Transgender toddlers

I was asked this numerous times myself: “Why can’t you just be a boy who happens to like girly things? Why does this have to make you a girl? Aren’t you just perpetuating the notion that to be a boy you have to (only) do boy things and exhibit boy mannerisms?”

It’s a valid question.

My answer is that in my case my experience caused me to have an epiphany moment where I realized it was a big freaking deal — in this world, in this society — to be a boy who happens to be girlish. And that the word “just” in the sentence “Why can’t you just be a boy who happens to be like a girl?” is a meaningless word aside from being an attempt to dismiss the conversation. There’s nothing “just” about it. It makes one as different from boys who don’t fit that description as being gay or being conventionally transgender and seeking to transition. It makes a lot of other things in life very different, especially courting and flirting and hooking up and all that stuff.

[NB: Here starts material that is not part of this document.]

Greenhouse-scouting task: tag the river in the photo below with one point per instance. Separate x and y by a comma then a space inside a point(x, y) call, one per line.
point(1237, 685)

Of course we can “be girly”. I was. I didn’t consider it to be a big deal originally. It was just a way in which I was different. I was wrong. It’s a big deal.

Sure they do, because it’s impossible even at a young age to not pick up gender expectations projected by the people in your life–parents, siblings, day care providers.

I offer as proof the idea of the doll tea party, which little girls are supposed to just adore, and apparently some of them do. Where the hell would they get this idea? This is not an idea that will spontaneously arise, in anyone. Not in a little girl, not in a little boy. It’s a really weird idea when you think about it. “Hey, let’s sit around a table, with our dolls and little doll-sized teacups, and pour imaginary tea for our dolls!” Now where would you pick that up? Why would that occur to anyone? Maybe, if their mothers had tea parties. In my experience most American mothers do not. But there it is.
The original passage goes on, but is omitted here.